U.K. government officials have tried to offer help. Advisors employed by the British government’s Department for International Trade have been telling small U.K. businesses that the best way to get around the regulatory nightmare of customs checks and accounting for value-added taxes is to register subsidiaries within the EU single market—an odd way to regain British sovereignty. 

But those customs difficulties underscore that the new trade environment is not “teething troubles” but a structural change. “The cost of trading with the EU will increase. It’s a fixed cost that won’t disappear over time,” said Oscar Guinea, a former civil servant who is now senior economist at the European Centre for International Political Economy. “U.K. exporters may get better at doing paperwork—but their costs will always be higher than if they were inside the EU.”
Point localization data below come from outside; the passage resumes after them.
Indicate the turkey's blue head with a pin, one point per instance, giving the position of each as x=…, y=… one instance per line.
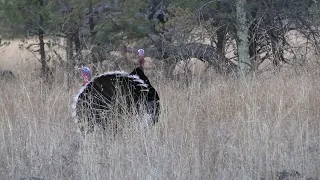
x=141, y=57
x=86, y=74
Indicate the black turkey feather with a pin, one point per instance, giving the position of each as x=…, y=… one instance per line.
x=114, y=91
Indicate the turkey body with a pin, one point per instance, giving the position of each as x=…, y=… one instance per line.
x=112, y=94
x=152, y=100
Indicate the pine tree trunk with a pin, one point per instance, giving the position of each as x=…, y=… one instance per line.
x=70, y=63
x=44, y=72
x=242, y=37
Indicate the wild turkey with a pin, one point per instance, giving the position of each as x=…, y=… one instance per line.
x=114, y=91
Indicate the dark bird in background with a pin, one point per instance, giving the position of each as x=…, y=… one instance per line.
x=114, y=91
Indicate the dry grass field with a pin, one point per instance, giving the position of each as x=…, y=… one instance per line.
x=257, y=128
x=220, y=128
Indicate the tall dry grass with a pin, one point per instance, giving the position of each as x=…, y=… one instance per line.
x=219, y=129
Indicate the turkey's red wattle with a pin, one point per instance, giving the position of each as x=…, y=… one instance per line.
x=141, y=61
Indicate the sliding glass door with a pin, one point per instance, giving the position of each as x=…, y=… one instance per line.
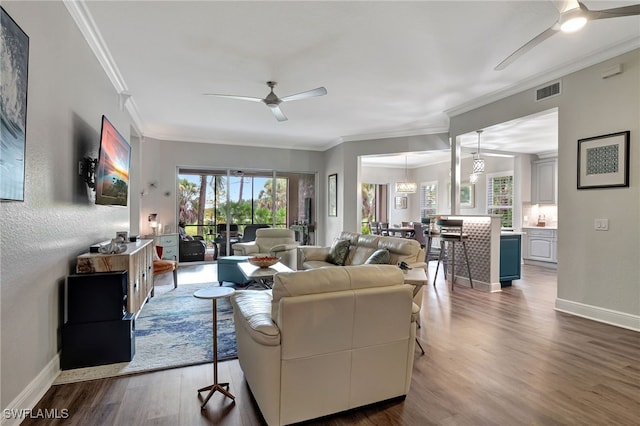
x=217, y=205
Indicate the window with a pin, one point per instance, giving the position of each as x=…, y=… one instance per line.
x=203, y=200
x=428, y=199
x=500, y=197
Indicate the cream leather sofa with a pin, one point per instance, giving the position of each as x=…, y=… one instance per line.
x=363, y=246
x=271, y=242
x=326, y=340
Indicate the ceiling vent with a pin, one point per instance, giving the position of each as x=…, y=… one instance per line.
x=548, y=91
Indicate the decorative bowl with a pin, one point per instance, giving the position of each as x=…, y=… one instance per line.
x=263, y=262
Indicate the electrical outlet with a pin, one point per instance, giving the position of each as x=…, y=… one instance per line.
x=601, y=224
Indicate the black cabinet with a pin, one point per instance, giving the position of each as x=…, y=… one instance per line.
x=97, y=329
x=510, y=258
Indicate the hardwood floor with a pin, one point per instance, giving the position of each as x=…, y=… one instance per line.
x=491, y=359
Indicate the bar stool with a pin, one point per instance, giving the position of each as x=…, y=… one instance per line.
x=451, y=232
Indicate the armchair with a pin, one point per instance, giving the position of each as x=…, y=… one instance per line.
x=249, y=233
x=192, y=249
x=271, y=242
x=221, y=237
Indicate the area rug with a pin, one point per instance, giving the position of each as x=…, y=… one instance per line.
x=174, y=329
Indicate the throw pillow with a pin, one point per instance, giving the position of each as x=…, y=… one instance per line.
x=379, y=257
x=339, y=252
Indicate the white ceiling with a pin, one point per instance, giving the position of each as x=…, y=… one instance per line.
x=390, y=68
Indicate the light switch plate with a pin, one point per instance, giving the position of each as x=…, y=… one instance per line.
x=601, y=224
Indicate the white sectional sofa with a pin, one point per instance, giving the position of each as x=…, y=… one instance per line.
x=326, y=340
x=361, y=248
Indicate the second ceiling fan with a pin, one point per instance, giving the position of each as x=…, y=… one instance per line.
x=573, y=16
x=273, y=101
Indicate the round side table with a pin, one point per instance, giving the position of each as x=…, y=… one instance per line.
x=215, y=293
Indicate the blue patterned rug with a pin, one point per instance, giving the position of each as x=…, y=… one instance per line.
x=177, y=327
x=174, y=329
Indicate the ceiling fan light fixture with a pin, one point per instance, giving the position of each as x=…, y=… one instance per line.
x=572, y=20
x=573, y=24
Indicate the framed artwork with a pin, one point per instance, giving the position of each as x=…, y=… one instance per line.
x=603, y=161
x=333, y=195
x=400, y=203
x=14, y=57
x=467, y=195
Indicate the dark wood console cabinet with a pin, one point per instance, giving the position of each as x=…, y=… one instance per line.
x=510, y=258
x=97, y=328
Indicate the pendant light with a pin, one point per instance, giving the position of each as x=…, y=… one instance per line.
x=478, y=163
x=405, y=186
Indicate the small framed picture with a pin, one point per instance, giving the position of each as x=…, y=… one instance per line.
x=603, y=161
x=333, y=195
x=400, y=203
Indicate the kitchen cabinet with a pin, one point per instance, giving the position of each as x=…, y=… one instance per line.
x=540, y=245
x=510, y=258
x=544, y=181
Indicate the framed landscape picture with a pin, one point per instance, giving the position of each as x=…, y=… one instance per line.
x=400, y=203
x=603, y=161
x=14, y=57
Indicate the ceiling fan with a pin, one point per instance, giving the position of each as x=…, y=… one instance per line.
x=573, y=16
x=273, y=101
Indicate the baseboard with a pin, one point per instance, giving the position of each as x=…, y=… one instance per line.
x=14, y=414
x=595, y=313
x=549, y=265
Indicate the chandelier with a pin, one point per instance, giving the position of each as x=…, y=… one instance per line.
x=406, y=187
x=478, y=163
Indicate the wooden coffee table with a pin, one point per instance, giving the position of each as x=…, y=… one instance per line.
x=263, y=276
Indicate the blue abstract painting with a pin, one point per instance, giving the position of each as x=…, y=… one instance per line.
x=14, y=63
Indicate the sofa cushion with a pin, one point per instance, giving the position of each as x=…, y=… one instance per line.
x=253, y=306
x=339, y=252
x=324, y=280
x=380, y=257
x=400, y=249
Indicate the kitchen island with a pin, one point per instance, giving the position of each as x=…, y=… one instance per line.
x=483, y=247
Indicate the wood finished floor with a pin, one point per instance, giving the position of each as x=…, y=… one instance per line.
x=491, y=359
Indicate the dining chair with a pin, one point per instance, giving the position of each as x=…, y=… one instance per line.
x=375, y=228
x=418, y=234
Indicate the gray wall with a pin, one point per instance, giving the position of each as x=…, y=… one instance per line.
x=67, y=94
x=598, y=274
x=344, y=160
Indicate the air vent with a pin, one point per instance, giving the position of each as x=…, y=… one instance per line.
x=548, y=91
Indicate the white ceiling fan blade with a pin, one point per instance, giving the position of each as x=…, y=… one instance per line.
x=527, y=46
x=320, y=91
x=242, y=98
x=277, y=112
x=616, y=12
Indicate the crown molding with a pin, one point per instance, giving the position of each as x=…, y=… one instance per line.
x=89, y=30
x=542, y=78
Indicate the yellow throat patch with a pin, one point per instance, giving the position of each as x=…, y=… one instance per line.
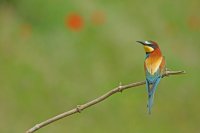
x=148, y=49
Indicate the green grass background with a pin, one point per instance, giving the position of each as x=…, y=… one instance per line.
x=50, y=69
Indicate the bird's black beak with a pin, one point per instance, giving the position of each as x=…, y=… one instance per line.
x=141, y=42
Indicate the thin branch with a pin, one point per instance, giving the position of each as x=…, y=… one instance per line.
x=80, y=108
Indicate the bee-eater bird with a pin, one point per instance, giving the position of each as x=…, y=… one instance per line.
x=154, y=66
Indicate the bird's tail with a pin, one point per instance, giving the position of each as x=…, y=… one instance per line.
x=151, y=91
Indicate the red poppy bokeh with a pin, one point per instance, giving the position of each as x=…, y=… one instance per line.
x=74, y=22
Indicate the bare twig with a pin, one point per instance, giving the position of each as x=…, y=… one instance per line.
x=80, y=108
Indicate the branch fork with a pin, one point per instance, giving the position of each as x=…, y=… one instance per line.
x=80, y=108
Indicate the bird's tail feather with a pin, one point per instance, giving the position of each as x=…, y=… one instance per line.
x=151, y=91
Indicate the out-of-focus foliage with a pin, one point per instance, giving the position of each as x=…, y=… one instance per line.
x=47, y=68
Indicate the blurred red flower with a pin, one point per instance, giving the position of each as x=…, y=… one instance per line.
x=74, y=22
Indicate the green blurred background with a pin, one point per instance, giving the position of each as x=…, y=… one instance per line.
x=46, y=68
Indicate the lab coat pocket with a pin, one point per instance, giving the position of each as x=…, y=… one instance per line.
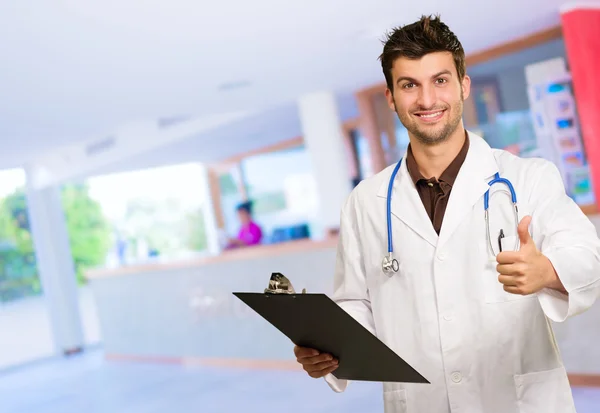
x=545, y=391
x=394, y=401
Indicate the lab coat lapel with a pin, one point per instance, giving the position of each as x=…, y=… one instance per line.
x=470, y=185
x=407, y=206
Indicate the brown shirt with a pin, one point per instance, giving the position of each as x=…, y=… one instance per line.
x=435, y=193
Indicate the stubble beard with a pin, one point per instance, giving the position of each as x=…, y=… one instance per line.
x=438, y=135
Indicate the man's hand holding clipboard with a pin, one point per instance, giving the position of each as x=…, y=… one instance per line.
x=327, y=339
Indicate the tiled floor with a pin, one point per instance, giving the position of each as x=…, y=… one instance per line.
x=88, y=384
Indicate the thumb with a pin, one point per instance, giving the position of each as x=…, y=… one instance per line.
x=523, y=230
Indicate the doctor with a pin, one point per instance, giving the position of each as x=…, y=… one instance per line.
x=469, y=305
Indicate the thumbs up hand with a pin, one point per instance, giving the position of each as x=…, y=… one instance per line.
x=527, y=270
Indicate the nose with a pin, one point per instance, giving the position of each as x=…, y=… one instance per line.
x=427, y=96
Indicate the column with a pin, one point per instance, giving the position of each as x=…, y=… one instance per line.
x=55, y=266
x=581, y=31
x=214, y=223
x=324, y=140
x=369, y=127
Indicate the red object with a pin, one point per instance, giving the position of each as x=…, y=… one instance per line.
x=581, y=32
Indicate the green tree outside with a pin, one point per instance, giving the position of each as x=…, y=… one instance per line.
x=89, y=236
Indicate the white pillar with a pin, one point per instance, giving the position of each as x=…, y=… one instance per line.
x=55, y=266
x=324, y=140
x=213, y=234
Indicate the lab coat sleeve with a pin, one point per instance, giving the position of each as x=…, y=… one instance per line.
x=570, y=241
x=350, y=290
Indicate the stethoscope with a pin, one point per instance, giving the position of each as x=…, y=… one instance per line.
x=390, y=264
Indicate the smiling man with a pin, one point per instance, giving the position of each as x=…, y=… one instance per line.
x=465, y=305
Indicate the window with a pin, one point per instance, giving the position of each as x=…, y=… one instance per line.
x=282, y=189
x=150, y=214
x=23, y=315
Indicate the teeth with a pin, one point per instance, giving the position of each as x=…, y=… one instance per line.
x=432, y=115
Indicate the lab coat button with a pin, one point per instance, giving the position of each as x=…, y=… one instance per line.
x=456, y=377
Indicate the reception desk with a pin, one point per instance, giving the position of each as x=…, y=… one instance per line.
x=185, y=312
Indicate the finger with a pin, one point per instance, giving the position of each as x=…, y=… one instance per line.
x=523, y=231
x=510, y=269
x=518, y=290
x=508, y=281
x=510, y=257
x=323, y=371
x=325, y=365
x=302, y=352
x=316, y=359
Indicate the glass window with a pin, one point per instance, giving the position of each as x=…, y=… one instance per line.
x=282, y=188
x=151, y=214
x=23, y=314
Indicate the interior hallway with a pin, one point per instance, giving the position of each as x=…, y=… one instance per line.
x=88, y=384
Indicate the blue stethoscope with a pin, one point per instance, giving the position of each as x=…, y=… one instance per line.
x=390, y=264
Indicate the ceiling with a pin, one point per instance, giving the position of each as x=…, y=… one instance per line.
x=73, y=71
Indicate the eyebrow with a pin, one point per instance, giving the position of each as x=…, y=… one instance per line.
x=410, y=79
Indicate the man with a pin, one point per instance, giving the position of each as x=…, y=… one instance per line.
x=471, y=317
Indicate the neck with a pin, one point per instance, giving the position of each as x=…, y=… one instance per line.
x=433, y=160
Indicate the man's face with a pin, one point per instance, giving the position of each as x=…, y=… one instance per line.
x=428, y=96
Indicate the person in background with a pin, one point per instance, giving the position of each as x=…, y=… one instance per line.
x=250, y=232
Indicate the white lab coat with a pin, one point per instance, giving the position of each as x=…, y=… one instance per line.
x=483, y=350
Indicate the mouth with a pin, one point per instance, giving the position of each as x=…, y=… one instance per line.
x=430, y=116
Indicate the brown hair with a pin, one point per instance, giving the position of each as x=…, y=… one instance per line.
x=413, y=41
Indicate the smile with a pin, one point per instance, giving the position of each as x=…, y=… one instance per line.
x=431, y=116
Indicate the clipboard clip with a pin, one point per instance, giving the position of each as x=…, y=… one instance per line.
x=279, y=284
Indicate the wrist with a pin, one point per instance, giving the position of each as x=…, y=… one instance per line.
x=552, y=279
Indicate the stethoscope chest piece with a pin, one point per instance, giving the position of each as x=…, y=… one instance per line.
x=390, y=265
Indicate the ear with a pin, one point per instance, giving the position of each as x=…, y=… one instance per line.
x=466, y=87
x=390, y=98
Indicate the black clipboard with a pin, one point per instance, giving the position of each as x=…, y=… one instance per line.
x=316, y=321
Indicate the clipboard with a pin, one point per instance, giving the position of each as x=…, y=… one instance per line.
x=315, y=321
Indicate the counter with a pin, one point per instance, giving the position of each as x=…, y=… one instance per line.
x=185, y=312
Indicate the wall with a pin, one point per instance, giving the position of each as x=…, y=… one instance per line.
x=191, y=312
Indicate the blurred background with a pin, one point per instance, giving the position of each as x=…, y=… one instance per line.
x=143, y=140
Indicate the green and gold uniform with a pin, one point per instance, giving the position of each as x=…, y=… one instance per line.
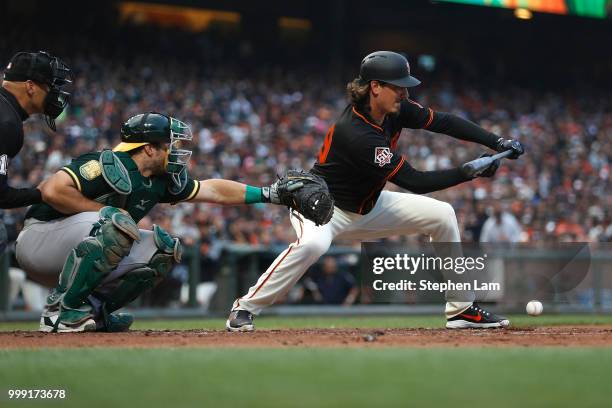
x=86, y=172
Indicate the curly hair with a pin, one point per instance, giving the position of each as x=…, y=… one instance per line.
x=358, y=92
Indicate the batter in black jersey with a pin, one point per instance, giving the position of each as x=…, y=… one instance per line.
x=357, y=159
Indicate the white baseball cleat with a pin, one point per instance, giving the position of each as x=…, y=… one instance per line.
x=240, y=320
x=475, y=317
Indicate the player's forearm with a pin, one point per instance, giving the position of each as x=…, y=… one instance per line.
x=463, y=129
x=227, y=192
x=68, y=200
x=423, y=182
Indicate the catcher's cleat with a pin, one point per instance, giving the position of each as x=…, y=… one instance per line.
x=48, y=318
x=475, y=317
x=240, y=320
x=115, y=322
x=75, y=320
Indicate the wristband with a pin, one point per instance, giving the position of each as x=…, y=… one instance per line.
x=253, y=195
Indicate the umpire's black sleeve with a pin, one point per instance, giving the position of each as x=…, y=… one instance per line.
x=414, y=116
x=423, y=182
x=17, y=197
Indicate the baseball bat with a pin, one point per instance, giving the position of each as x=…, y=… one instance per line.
x=474, y=167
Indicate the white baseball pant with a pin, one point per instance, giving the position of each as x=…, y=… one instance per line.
x=394, y=214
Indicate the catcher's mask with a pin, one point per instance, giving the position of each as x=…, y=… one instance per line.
x=46, y=69
x=153, y=127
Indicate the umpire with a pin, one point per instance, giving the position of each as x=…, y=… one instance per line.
x=33, y=82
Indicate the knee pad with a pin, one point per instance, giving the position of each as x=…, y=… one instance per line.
x=169, y=252
x=97, y=255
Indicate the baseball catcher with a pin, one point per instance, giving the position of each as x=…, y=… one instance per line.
x=87, y=232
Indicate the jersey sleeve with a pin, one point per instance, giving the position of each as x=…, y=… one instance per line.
x=415, y=116
x=188, y=193
x=86, y=173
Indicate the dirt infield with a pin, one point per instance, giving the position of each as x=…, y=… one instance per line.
x=559, y=336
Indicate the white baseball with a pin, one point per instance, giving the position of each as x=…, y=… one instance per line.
x=534, y=308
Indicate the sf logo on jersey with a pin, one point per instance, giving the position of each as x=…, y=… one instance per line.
x=382, y=156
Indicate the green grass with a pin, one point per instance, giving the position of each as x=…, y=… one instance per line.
x=312, y=377
x=273, y=322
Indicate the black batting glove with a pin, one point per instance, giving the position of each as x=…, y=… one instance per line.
x=508, y=144
x=489, y=171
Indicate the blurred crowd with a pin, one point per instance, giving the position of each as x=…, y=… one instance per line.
x=251, y=128
x=253, y=122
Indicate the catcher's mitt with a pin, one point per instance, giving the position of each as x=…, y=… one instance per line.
x=306, y=193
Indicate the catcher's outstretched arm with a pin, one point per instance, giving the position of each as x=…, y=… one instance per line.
x=227, y=192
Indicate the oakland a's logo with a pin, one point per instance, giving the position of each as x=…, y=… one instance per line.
x=382, y=156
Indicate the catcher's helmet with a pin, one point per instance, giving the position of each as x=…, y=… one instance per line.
x=153, y=127
x=389, y=67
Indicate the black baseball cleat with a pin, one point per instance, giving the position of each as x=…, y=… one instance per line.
x=475, y=317
x=240, y=320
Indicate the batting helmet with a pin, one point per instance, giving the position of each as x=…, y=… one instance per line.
x=389, y=67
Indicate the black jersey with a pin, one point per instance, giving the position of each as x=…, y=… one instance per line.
x=12, y=116
x=358, y=156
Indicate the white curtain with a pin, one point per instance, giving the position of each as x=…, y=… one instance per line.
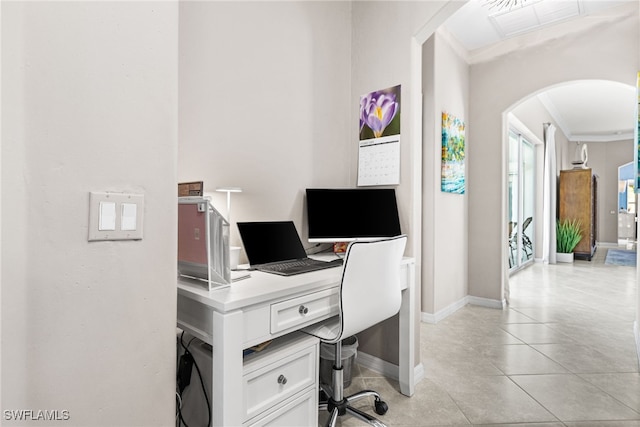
x=549, y=196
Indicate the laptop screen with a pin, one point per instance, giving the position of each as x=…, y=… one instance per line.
x=271, y=241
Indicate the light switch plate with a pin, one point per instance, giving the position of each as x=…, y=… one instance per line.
x=127, y=224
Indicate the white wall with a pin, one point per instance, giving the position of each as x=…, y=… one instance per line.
x=606, y=51
x=89, y=103
x=444, y=239
x=382, y=58
x=265, y=103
At the same time, many of the benefits of Brexit promised by Johnson—including light-touch regulation and freedom to export outside the EU—remain intangible. Before, the U.K. had—via its membership in the EU—preferential trading arrangements with some 70 other countries; now, it is having to renegotiate those one by one. 

One possible benefit of Britain’s newfound political freedom could be a “new politics” in the U.K., Menon said, rebalancing government spending to reflect the problems of the have-nots who were Brexit’s strongest supporters. “The economy will be smaller, but it could be more equal.” 

As for short-term achievements to crow about, even the prime minister’s office is having a hard time finding any. “To tell the truth it’s been quite tricky finding concrete things to point to” as an immediate benefit of Brexit, the senior government official said. “So thank God for the vaccine thing.”